In memoriam: Andrew McKenna, distinguished Notre Dame and Keough School benefactor

Author: Kara Kelly

A participant in the McKenna Center’s ‘South Bend Entrepreneurship and Adversity Boot Camp.’

We remember Andrew J. McKenna Sr., a 1951 Notre Dame graduate who generously supported the McKenna Center and its ‘South Bend Entrepreneurship and Adversity Boot Camp’ for budding entrepreneurs.


 

As a great and generous friend of the University, Andrew J. McKenna Sr., and his wife, Joan, have supported the University in countless ways for decades, including a leadership gift in 2016 for the establishment of the McKenna Center for Human Development and Global Business in the Keough School of Global Affairs. 

 

 

“We owe much to Andy for his vision and generosity,” said Ray Offenheiser, inaugural director of the McKenna Center and the Pulte Institute for Global Development. “He had a vision for a center devoted exclusively to the role of business in addressing big social challenges. It was the kind of bold and empowering vision reflected in so many of his accomplishments over a storied career.”

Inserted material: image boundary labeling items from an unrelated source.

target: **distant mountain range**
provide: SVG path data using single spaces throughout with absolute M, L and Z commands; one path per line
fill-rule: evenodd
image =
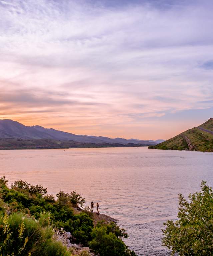
M 117 144 L 118 145 L 128 146 L 129 146 L 130 144 L 141 146 L 154 145 L 164 141 L 162 140 L 153 141 L 141 140 L 134 139 L 126 139 L 120 138 L 112 139 L 103 136 L 76 135 L 52 128 L 45 128 L 38 125 L 31 127 L 26 126 L 18 122 L 9 119 L 0 120 L 0 139 L 2 139 L 2 141 L 3 139 L 4 139 L 5 141 L 7 140 L 7 141 L 9 142 L 8 140 L 10 139 L 11 143 L 13 142 L 14 143 L 13 144 L 15 144 L 15 146 L 13 145 L 13 146 L 15 146 L 16 143 L 15 142 L 16 141 L 14 141 L 14 140 L 12 140 L 15 139 L 22 139 L 23 140 L 48 139 L 50 140 L 63 141 L 69 141 L 97 145 L 107 143 L 112 145 Z M 17 140 L 16 141 L 20 141 Z M 46 143 L 47 141 L 46 140 L 45 141 Z M 35 142 L 35 144 L 36 144 L 36 141 Z M 67 144 L 67 143 L 66 145 Z M 6 143 L 4 144 L 5 146 L 5 145 L 6 145 Z
M 172 149 L 213 152 L 213 118 L 204 123 L 189 129 L 173 138 L 149 148 L 158 149 Z

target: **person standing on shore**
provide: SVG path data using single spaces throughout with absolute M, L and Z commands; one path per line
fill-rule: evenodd
M 93 202 L 92 202 L 92 201 L 91 202 L 90 204 L 91 205 L 91 210 L 92 210 L 92 212 L 93 212 L 93 209 L 94 208 L 94 204 L 93 203 Z

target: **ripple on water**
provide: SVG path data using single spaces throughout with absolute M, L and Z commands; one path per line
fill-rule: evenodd
M 213 185 L 213 154 L 147 147 L 0 151 L 0 175 L 39 183 L 55 195 L 76 190 L 119 220 L 138 256 L 166 256 L 163 223 L 176 218 L 178 195 Z

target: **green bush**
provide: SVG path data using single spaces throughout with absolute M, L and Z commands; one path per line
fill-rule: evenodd
M 0 248 L 2 256 L 70 256 L 66 247 L 52 238 L 54 231 L 48 226 L 21 213 L 5 214 L 0 218 Z
M 203 181 L 201 191 L 189 196 L 179 195 L 178 219 L 164 223 L 163 245 L 183 256 L 213 255 L 213 190 Z
M 69 201 L 69 194 L 65 193 L 64 191 L 60 191 L 56 194 L 58 198 L 58 202 L 60 205 L 65 205 Z
M 0 178 L 0 185 L 6 185 L 8 182 L 8 180 L 5 178 L 5 176 L 3 176 Z
M 83 207 L 85 204 L 85 198 L 77 193 L 75 190 L 71 192 L 69 198 L 70 202 L 74 206 L 80 206 Z
M 115 233 L 108 233 L 106 226 L 93 228 L 92 237 L 90 247 L 101 256 L 136 256 Z
M 3 183 L 5 177 L 2 180 Z M 2 256 L 70 255 L 60 242 L 54 238 L 53 240 L 53 228 L 50 225 L 59 229 L 63 228 L 63 230 L 70 232 L 77 243 L 80 242 L 86 246 L 91 243 L 97 253 L 101 253 L 102 256 L 135 255 L 121 240 L 122 237 L 128 237 L 124 230 L 120 229 L 113 223 L 107 225 L 98 223 L 93 230 L 93 221 L 89 216 L 91 213 L 86 211 L 74 214 L 71 204 L 82 206 L 85 200 L 75 191 L 70 195 L 60 191 L 57 193 L 58 200 L 55 201 L 52 195 L 42 194 L 46 192 L 42 186 L 32 187 L 26 182 L 18 180 L 12 187 L 9 189 L 5 184 L 0 186 L 0 197 L 2 199 L 0 200 L 0 246 L 3 246 L 0 251 Z M 1 227 L 5 212 L 10 212 L 11 215 L 7 217 L 9 225 L 5 232 L 6 228 L 3 222 L 2 229 Z M 24 229 L 21 239 L 17 235 L 19 229 L 21 228 Z M 102 230 L 102 233 L 98 232 L 96 229 L 98 228 Z M 103 234 L 103 232 L 105 232 Z M 6 244 L 5 239 L 7 239 Z M 36 240 L 36 243 L 34 239 Z M 15 246 L 14 242 L 16 243 Z M 21 254 L 17 254 L 21 249 Z

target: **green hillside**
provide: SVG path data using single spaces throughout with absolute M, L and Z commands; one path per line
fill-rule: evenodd
M 213 152 L 213 118 L 149 149 Z

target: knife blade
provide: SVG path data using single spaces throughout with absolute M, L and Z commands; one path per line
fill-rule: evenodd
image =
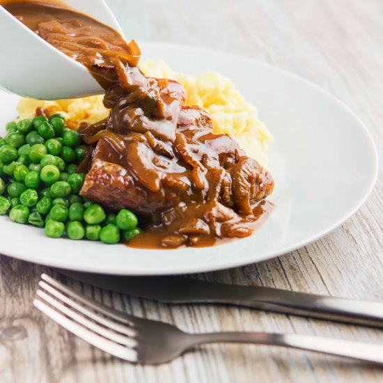
M 383 303 L 263 286 L 206 282 L 180 276 L 125 276 L 57 270 L 84 283 L 168 304 L 243 306 L 349 324 L 383 327 Z

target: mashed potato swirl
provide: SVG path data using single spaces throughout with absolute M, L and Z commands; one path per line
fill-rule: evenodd
M 214 121 L 214 133 L 231 134 L 247 155 L 267 164 L 267 143 L 273 141 L 272 136 L 259 120 L 256 107 L 245 100 L 229 79 L 212 71 L 201 76 L 177 73 L 162 61 L 142 61 L 140 68 L 147 76 L 181 83 L 187 94 L 187 105 L 196 105 L 208 111 Z M 93 123 L 108 116 L 102 98 L 103 95 L 55 101 L 22 98 L 17 111 L 20 118 L 34 116 L 39 107 L 48 114 L 60 112 L 65 116 L 70 127 L 77 129 L 81 121 Z

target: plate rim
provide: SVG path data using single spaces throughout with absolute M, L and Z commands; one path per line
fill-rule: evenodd
M 368 128 L 367 127 L 366 123 L 361 120 L 361 118 L 359 117 L 359 116 L 345 102 L 344 102 L 343 101 L 339 100 L 338 98 L 333 95 L 331 93 L 329 93 L 329 91 L 322 88 L 322 87 L 312 82 L 311 81 L 304 77 L 302 77 L 292 72 L 290 72 L 286 69 L 279 68 L 278 66 L 276 66 L 274 65 L 272 65 L 268 63 L 264 63 L 264 62 L 260 61 L 258 60 L 249 57 L 246 55 L 226 52 L 224 51 L 207 48 L 204 47 L 198 47 L 195 45 L 173 44 L 171 42 L 162 42 L 159 41 L 153 42 L 153 41 L 143 40 L 140 42 L 140 44 L 141 46 L 152 45 L 153 47 L 158 46 L 158 45 L 161 45 L 161 46 L 166 45 L 168 47 L 173 47 L 182 49 L 197 50 L 198 52 L 200 52 L 200 54 L 202 52 L 203 54 L 203 53 L 206 53 L 209 54 L 218 54 L 220 55 L 226 55 L 226 56 L 230 57 L 232 59 L 240 59 L 242 61 L 244 60 L 257 66 L 264 67 L 269 70 L 281 72 L 284 75 L 286 75 L 290 78 L 295 79 L 297 81 L 303 82 L 306 86 L 309 86 L 311 88 L 315 89 L 317 92 L 319 92 L 322 93 L 323 95 L 326 96 L 327 97 L 331 99 L 345 112 L 350 115 L 352 117 L 352 118 L 355 120 L 356 122 L 357 122 L 359 127 L 361 129 L 361 131 L 366 136 L 367 139 L 366 142 L 368 142 L 370 146 L 370 149 L 371 150 L 370 155 L 371 155 L 372 159 L 373 159 L 374 172 L 373 172 L 373 176 L 370 180 L 370 182 L 368 187 L 366 188 L 366 191 L 363 195 L 363 197 L 361 198 L 356 203 L 354 204 L 354 205 L 352 206 L 352 208 L 351 208 L 347 214 L 340 217 L 337 221 L 334 221 L 331 225 L 328 226 L 320 232 L 317 233 L 315 235 L 313 235 L 310 237 L 308 237 L 301 241 L 298 241 L 297 242 L 283 247 L 281 249 L 279 249 L 278 251 L 273 252 L 272 254 L 270 254 L 269 251 L 269 252 L 264 251 L 263 253 L 258 253 L 256 260 L 254 260 L 253 259 L 251 259 L 252 257 L 253 258 L 253 256 L 251 256 L 251 253 L 249 253 L 249 255 L 244 258 L 225 260 L 225 261 L 223 263 L 222 262 L 221 263 L 217 262 L 217 265 L 214 266 L 211 265 L 205 265 L 205 264 L 201 264 L 201 265 L 194 265 L 192 267 L 187 267 L 187 265 L 186 268 L 187 269 L 186 271 L 185 271 L 185 265 L 180 263 L 180 264 L 178 263 L 175 265 L 171 265 L 171 266 L 168 265 L 166 269 L 161 269 L 159 270 L 148 269 L 146 272 L 143 271 L 142 267 L 138 267 L 135 269 L 134 265 L 132 265 L 132 267 L 130 269 L 129 271 L 126 271 L 126 270 L 121 271 L 121 269 L 118 269 L 118 266 L 116 265 L 114 266 L 114 268 L 111 267 L 111 268 L 108 268 L 104 269 L 102 272 L 104 274 L 107 274 L 110 275 L 138 275 L 138 276 L 193 274 L 193 273 L 207 272 L 212 272 L 212 271 L 216 271 L 216 270 L 221 270 L 225 269 L 230 269 L 233 267 L 244 266 L 251 263 L 262 262 L 268 259 L 272 259 L 273 258 L 280 256 L 281 255 L 286 254 L 294 250 L 301 249 L 302 247 L 308 244 L 311 244 L 319 240 L 320 238 L 327 235 L 329 233 L 332 232 L 333 230 L 334 230 L 335 229 L 341 226 L 343 224 L 344 224 L 344 222 L 345 222 L 347 219 L 349 219 L 352 216 L 353 216 L 360 209 L 360 208 L 365 203 L 366 200 L 370 196 L 376 185 L 376 182 L 377 181 L 377 178 L 379 175 L 379 169 L 380 169 L 379 155 L 378 155 L 377 148 L 375 144 L 373 136 L 370 132 L 370 130 L 368 130 Z M 1 247 L 1 244 L 0 244 L 0 247 Z M 93 264 L 88 265 L 86 268 L 81 267 L 81 268 L 74 269 L 68 267 L 68 264 L 65 263 L 65 260 L 63 260 L 63 261 L 61 262 L 61 260 L 57 260 L 56 258 L 56 262 L 54 262 L 54 263 L 49 263 L 49 262 L 39 263 L 38 261 L 36 261 L 36 260 L 31 260 L 29 258 L 24 256 L 23 254 L 19 254 L 17 251 L 15 252 L 7 251 L 7 253 L 3 253 L 3 254 L 6 256 L 10 256 L 17 259 L 20 259 L 29 263 L 36 263 L 39 265 L 44 265 L 45 266 L 52 267 L 58 267 L 58 268 L 62 268 L 62 269 L 76 269 L 76 270 L 82 271 L 82 272 L 95 272 L 95 273 L 100 272 L 100 267 L 97 268 L 97 266 L 95 267 Z M 219 256 L 217 255 L 217 257 Z M 53 258 L 52 259 L 54 260 L 55 258 Z

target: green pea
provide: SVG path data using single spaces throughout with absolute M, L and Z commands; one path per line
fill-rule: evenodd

The McKenna Center is home to South Bend Entrepreneurship and Adversity Program Community Boot Camp under the leadership of its founder, Professor Michael Morris. The initiative gives training, mentoring, technical support, and micro-loans to aspiring entrepreneurs from adverse and disadvantaged circumstances.

“Andy McKenna’s legacy, as far as identifying innovative ways to leverage business approaches and resources to address poverty, has been tremendous,” Morris said. “It’s impossible to overestimate the effect his support has had. Our participants have gone on to become true leaders in their communities and are making positive impacts on the lives of others."